Nessuna sospensione, per le risoluzioni consensuali di lavoro e le dimissioni per giusta causa, e cioè quelle dimissioni che dipendono da un comportamento irregolare del datore di lavoro, quali,  ad esempio, il reiterato mancato pagamento della retribuzione(almeno per tre  mesi) oppure il trasferimento del lavoratore da una unità produttiva all’altra senza che siano sussistenti le “comprovate ragioni tecniche, organizzative e produttive” addotte dal datore di lavoro.

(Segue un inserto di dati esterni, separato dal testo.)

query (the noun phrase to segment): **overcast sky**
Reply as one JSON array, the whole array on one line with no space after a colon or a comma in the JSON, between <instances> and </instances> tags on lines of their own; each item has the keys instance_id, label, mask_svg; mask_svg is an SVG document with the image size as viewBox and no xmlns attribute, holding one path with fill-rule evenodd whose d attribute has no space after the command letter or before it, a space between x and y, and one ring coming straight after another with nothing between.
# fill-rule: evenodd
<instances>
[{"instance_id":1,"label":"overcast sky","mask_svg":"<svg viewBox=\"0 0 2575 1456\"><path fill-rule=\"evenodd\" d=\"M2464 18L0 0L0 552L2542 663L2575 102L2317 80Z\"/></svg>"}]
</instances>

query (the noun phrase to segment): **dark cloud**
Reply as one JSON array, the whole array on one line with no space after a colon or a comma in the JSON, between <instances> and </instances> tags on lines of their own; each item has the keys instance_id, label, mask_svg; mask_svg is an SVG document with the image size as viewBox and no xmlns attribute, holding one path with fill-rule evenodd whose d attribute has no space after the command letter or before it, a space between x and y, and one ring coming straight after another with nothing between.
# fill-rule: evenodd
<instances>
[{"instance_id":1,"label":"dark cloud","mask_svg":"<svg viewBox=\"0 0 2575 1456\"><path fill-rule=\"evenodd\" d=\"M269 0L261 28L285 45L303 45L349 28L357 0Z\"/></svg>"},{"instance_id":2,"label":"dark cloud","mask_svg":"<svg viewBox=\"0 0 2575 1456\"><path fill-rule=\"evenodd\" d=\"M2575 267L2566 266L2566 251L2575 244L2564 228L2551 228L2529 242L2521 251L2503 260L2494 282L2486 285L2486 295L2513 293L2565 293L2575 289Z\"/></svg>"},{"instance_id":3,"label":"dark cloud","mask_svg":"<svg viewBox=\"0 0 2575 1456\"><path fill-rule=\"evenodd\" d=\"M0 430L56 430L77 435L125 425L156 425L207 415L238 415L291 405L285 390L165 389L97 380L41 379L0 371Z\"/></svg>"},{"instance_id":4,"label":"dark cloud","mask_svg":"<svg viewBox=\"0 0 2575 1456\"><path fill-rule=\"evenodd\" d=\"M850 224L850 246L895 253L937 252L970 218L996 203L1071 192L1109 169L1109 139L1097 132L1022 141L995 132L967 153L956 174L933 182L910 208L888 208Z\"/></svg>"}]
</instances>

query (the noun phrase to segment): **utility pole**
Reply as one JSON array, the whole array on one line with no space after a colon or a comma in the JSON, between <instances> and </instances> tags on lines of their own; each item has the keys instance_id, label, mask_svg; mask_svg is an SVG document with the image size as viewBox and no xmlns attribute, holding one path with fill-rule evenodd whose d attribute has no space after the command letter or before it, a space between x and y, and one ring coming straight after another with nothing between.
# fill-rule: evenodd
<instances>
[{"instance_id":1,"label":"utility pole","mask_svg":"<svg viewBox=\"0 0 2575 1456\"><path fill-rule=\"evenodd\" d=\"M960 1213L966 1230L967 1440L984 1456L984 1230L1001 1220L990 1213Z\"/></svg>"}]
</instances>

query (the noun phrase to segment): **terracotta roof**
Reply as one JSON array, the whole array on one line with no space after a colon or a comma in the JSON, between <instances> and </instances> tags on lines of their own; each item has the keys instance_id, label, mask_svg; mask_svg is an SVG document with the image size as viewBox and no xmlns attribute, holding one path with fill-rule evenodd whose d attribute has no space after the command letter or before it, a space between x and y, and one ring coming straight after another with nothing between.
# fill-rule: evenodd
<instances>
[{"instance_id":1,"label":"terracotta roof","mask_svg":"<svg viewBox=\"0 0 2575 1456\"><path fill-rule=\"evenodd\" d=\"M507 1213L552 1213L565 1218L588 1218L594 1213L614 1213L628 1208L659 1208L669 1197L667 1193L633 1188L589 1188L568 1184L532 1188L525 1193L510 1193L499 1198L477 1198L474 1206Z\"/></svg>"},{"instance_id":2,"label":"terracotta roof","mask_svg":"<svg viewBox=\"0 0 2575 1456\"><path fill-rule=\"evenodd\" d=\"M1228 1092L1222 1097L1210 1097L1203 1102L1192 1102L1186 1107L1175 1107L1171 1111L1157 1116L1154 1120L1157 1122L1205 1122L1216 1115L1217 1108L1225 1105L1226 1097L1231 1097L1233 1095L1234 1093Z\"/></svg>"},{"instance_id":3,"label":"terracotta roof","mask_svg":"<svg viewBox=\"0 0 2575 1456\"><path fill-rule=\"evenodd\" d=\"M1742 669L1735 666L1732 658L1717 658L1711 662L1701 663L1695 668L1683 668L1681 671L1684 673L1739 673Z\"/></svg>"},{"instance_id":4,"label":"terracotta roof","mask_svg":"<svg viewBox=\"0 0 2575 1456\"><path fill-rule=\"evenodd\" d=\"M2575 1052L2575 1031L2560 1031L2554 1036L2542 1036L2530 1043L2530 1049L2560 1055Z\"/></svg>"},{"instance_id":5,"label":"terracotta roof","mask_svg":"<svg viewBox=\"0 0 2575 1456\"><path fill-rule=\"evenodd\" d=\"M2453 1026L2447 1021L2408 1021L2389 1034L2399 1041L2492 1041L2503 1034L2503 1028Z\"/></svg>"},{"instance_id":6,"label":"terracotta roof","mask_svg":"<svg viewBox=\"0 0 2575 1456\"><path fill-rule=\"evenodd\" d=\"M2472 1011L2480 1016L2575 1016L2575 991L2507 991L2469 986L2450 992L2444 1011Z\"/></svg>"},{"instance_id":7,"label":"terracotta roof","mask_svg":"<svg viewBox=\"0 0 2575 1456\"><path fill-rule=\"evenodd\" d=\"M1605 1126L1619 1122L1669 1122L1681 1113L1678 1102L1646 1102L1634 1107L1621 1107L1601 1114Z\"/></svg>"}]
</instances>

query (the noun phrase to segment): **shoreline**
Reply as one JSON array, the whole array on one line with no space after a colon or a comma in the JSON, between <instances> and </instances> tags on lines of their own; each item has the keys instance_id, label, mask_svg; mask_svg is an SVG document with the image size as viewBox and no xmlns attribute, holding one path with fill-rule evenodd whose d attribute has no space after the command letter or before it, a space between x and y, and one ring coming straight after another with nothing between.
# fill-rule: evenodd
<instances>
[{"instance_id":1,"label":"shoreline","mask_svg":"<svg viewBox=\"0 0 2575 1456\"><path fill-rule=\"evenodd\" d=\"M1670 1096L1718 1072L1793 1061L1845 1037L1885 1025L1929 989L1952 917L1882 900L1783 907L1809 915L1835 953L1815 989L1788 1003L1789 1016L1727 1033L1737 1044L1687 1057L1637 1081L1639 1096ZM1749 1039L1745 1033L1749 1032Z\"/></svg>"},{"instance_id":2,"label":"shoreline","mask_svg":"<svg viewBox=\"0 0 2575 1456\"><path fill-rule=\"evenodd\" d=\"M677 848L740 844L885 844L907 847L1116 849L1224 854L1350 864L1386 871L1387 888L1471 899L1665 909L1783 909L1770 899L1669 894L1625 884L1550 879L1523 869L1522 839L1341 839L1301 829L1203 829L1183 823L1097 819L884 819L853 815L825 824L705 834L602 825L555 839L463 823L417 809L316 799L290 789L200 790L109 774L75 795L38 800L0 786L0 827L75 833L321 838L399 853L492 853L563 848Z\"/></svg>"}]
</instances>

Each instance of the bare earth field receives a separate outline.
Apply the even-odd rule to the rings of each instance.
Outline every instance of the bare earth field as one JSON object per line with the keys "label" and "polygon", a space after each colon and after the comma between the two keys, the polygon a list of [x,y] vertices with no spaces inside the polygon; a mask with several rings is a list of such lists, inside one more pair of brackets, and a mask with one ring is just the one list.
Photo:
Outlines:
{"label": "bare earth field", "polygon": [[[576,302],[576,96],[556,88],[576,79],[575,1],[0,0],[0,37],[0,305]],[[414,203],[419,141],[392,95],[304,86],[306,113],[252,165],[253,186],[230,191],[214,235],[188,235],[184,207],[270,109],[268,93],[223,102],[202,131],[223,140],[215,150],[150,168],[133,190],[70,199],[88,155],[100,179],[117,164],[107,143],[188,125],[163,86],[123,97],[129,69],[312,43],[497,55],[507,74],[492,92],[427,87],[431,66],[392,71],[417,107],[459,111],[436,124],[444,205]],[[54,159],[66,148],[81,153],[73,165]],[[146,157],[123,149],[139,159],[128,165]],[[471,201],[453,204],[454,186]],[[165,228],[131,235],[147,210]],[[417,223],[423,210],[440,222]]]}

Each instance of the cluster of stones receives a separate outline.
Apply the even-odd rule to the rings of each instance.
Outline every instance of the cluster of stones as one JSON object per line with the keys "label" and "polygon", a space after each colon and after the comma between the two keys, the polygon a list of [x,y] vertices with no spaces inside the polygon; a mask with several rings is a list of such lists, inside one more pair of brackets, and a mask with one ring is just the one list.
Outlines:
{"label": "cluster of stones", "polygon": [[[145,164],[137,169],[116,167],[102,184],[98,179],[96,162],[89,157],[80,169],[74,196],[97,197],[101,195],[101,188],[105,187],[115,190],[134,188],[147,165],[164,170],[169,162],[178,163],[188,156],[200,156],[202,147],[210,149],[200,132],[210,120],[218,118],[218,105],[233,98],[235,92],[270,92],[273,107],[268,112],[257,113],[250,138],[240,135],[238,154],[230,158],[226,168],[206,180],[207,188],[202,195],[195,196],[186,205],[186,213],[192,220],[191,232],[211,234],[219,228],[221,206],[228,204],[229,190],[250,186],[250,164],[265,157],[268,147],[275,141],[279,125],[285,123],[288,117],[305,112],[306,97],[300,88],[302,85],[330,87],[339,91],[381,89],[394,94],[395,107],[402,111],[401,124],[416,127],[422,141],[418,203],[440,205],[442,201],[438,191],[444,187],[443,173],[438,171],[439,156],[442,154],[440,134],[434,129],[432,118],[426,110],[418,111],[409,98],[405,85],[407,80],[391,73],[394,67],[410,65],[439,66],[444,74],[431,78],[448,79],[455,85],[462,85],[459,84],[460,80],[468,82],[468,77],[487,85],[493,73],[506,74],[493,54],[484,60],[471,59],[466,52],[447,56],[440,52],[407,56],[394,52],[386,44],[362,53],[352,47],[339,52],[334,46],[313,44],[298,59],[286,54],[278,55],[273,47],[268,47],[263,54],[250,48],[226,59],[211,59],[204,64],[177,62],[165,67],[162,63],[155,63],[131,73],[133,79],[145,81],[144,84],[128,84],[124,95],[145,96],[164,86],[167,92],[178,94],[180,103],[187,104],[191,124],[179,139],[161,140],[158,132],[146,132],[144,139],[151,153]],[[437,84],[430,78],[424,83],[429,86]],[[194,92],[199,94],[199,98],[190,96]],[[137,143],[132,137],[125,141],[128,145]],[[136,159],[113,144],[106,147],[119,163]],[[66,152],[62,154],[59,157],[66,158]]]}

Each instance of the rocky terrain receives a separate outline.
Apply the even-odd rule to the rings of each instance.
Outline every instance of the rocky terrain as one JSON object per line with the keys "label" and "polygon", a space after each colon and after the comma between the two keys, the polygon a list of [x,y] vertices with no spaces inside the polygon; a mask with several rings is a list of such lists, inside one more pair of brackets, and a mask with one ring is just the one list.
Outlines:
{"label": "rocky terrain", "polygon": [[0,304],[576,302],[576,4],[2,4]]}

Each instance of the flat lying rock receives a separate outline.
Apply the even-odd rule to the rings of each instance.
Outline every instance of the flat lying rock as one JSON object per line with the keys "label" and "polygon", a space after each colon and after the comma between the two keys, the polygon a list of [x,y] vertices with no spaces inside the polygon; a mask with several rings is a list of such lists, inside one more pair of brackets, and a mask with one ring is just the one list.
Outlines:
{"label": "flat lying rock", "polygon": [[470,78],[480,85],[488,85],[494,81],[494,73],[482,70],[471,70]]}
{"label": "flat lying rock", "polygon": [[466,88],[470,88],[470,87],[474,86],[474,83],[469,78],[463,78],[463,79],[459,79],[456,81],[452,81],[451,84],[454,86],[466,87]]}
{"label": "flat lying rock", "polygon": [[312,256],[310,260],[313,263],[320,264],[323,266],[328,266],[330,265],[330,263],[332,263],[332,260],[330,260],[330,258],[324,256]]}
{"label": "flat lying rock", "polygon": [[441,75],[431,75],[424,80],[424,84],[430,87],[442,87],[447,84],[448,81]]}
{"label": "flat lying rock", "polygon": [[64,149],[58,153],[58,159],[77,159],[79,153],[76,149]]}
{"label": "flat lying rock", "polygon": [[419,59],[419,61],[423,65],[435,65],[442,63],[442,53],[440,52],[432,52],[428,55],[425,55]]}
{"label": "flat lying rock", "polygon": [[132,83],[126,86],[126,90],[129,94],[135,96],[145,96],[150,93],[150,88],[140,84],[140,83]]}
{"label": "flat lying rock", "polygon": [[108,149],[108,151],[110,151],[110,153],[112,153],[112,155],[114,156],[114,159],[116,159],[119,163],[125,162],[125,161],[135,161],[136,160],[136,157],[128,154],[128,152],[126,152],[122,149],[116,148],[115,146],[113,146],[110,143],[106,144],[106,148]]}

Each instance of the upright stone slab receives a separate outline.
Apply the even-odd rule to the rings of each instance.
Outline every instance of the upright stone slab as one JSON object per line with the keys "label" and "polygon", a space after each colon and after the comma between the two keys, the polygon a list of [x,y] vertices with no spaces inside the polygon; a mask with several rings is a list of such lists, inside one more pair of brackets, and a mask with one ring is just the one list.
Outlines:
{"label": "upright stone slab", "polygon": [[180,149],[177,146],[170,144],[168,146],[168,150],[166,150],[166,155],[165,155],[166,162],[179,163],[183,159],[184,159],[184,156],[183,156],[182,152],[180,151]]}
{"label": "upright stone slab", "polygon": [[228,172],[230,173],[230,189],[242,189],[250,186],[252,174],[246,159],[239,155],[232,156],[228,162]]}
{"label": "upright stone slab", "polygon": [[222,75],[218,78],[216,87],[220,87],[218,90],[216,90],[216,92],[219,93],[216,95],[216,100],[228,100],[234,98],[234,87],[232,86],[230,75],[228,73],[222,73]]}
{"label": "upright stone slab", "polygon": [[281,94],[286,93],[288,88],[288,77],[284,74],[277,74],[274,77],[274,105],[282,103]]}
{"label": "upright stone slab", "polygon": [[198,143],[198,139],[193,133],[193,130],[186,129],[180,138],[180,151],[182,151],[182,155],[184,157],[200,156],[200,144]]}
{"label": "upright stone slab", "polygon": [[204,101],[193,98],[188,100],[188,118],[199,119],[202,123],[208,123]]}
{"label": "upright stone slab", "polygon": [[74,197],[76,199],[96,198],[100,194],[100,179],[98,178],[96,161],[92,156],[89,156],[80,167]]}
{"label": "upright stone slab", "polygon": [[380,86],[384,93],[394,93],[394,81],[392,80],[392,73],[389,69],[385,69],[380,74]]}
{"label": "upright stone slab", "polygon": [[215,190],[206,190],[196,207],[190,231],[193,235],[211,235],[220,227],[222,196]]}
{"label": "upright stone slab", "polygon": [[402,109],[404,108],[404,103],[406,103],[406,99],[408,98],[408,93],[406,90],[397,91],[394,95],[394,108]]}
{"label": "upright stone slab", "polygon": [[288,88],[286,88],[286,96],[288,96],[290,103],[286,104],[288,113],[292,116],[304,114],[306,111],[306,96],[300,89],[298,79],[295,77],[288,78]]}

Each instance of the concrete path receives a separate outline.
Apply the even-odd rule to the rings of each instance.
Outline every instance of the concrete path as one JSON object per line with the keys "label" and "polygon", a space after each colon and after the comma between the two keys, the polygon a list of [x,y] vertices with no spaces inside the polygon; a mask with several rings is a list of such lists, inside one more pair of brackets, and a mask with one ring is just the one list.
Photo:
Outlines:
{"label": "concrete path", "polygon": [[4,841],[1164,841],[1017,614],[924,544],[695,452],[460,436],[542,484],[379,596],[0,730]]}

Eccezioni al divieto di licenziamento
Il legislatore ha previsto la possibilità di procedere comunque alla risoluzione del rapporto di lavoro nelle seguenti ipotesi:
- in caso di fallimento, qualora non sia previsto l'esercizio provvisorio dell'impresa, ovvero ne sia disposta la cessazione. Nel caso in cui l'esercizio provvisorio sia disposto per uno specifico ramo dell'azienda, sono esclusi dal divieto i licenziamenti riguardanti i settori non compresi nello stesso;
- cessazione definitiva dell'attività dell'impresa, conseguenti alla messa in liquidazione della società senza continuazione, anche parziale, dell'attività. Il licenziamento è legittimo ad eccezione del caso in cui durante la liquidazione non si configuri la cessione di un complesso di beni od attività che possano configurare un trasferimento d'azienda o di un ramo di essa (ai sensi dell’articolo 2112 c.c.);
- accordo collettivo aziendale, sottoscritto con le OO.SS. comparativamente più rappresentative a livello nazionale. Queste le caratteristiche che dovrà avere la procedura:
• la controparte deve essere rappresentata dalle OO.SS. territoriali. No, quindi, alle rappresentanze aziendali (RSA/RSU);
• deve essere previsto un incentivo alla risoluzione del rapporto di lavoro che l’azienda dovrà corrispondere ai lavoratori aderenti alla procedura;
• l’accordo deve prevedere una adesione dei singoli lavoratori e non un licenziamento unilaterale. L’adesione deve essere certificata da un accordo individuale in sede cd. «protetta» (principalmente dalla Commissione di conciliazione presso l’ITL o in sede sindacale);
• per i lavoratori è riconosciuto il trattamento di NASpI (previsto dall'articolo 1, del decreto legislativo n. 22/2015,) anche nel caso in cui l’accordo preveda la risoluzione consensuale;
• il lavoratore, nella domanda di NASpI, dovrà allegare l’accordo collettivo aziendale e l’accordo individuale di adesione;
• l’azienda dovrà corrispondere il ticket licenziamento.

Violazione del divieto
L’eventuale violazione al divieto di licenziamento comporta la nullità del licenziamento stesso e la reintegra del lavoratore.